Kevin O'Toole/LONDON

BRITISH AIRWAYS HAS once more cruised to a record set of results, helped by a mix of premium-passenger growth and cost-cutting. The performance was marred only by continuing problems at alliance partners TAT and USAir.

Group pre-tax profits were at a new high of £452 million ($710 million) for the financial year to the end of March. This came down to a net result of £250 million after taxes, and a £125 million write-down against its holding in USAir.

BA chairman Sir Colin Marshall says that the write-down, which covers roughly half of its $400 million investment in USAir, was forced by accounting changes, rather than concerns over the health of its US partner.

Presenting the results, Marshall commented on the "irony" of having to make the long-anticipated write-down, just as USAir had won agreement on concessions with its unions. The USAir share-price has virtually doubled on news of the agreement and the carrier's improving financial performance. Marshall, however, plays down the speed with which the union deals may win final approval, saying that it was likely to take place "very much later this year".

He adds that BA achieved the targeted $100 million bottom-line benefit from the USAir code-sharing partnership, and is confident of "...doing better than that this year". US connecting traffic more than doubled over 1994/5, largely on the back of the USAir interlining. On average, around 400 passengers a day are transferring between the two airlines, says BA.

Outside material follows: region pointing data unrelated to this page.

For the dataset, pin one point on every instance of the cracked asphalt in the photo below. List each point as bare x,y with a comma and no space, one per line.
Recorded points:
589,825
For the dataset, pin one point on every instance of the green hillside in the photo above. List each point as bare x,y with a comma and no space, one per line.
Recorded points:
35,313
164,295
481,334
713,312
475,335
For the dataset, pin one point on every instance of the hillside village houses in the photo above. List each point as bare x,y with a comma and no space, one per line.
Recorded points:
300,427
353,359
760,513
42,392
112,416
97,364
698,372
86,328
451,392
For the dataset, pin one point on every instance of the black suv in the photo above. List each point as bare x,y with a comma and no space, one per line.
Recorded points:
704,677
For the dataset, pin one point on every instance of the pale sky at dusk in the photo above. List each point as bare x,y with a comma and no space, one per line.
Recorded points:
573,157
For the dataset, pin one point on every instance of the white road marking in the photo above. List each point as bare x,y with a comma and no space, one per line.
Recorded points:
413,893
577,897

"The only black spot has been the performance of our operating subsidiaries in continental Europe," says BA managing director Bob Ayling. TAT and Deutsche BA (DBA) together racked up losses of £90 million.

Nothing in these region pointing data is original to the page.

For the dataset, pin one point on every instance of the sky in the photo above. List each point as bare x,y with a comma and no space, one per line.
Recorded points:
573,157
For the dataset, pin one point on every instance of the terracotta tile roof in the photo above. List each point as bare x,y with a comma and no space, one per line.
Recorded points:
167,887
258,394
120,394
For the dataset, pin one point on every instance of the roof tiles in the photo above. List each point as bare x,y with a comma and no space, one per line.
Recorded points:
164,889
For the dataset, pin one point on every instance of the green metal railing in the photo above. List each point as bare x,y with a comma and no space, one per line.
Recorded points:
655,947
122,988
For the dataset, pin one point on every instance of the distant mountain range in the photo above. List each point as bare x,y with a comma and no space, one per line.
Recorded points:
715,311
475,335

Ayling says that the DBA performance was "encouraging" given its breakneck expansion, which saw passenger traffic grow by 72% in 1994. The target for 1995 is for a more moderate 15% growth.

BA is less positive about French subsidiary TAT, which is in the process of a major restructuring which has seen it withdraw from loss-making Scandinavian services and abandon the beginnings of a regional hub at Nice. Ayling says that BA will continue to monitor the performance of the slimmed-down carrier.

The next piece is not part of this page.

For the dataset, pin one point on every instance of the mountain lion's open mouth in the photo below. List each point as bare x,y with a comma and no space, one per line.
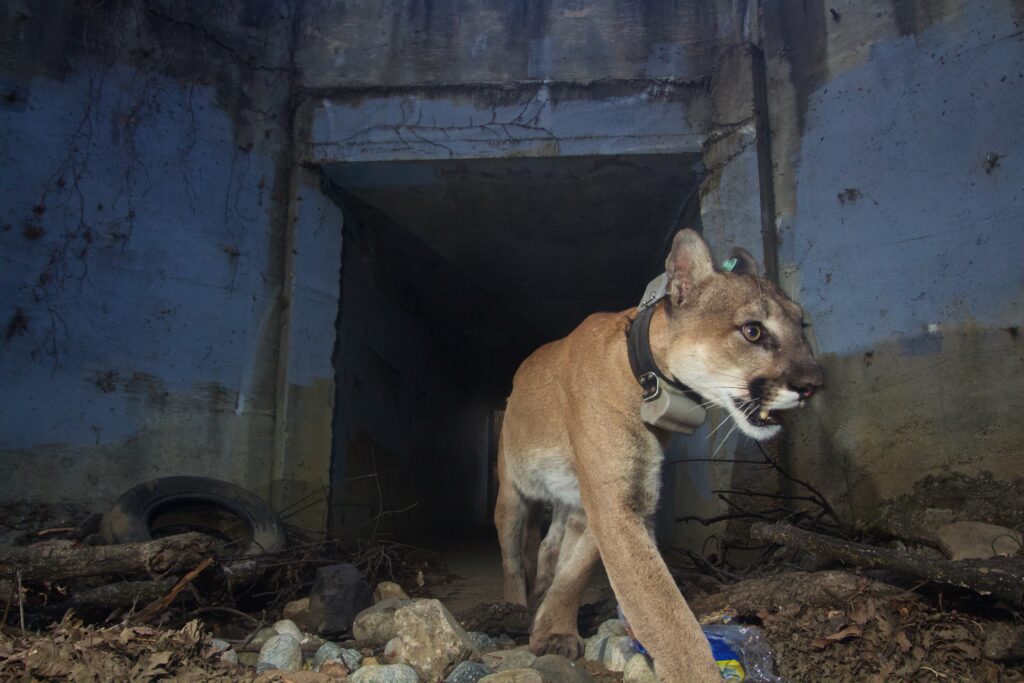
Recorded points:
763,417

The overall contribution from alliance partners came to £50 million, although this is expected to grow significantly this year, helped by the joint services agreement with Qantas Airways which comes on stream in October.

Meanwhile, BA has pledged to continue its twin strategy of pruning costs and improving its passenger mix. BA reveals that it achieved cost savings of £160 million in 1994, beating its target of £150 million. A similar target has been set for the coming year, says Ayling. He says that without five years of consistent cost-cutting, BA would now be posting pre-tax losses of around £300 million, other things being equal.

Premium-passenger traffic continued to recover, growing by 9% over the year, against overall traffic growth of 6.7%. Load factors also reached a record 71.6%, with many peak services now flying full.

Ayling says that with capacity growth planned at a modest 7% over the coming year, the drive will be to raise load factors on non-peak services, and improve the mix where capacity is constrained.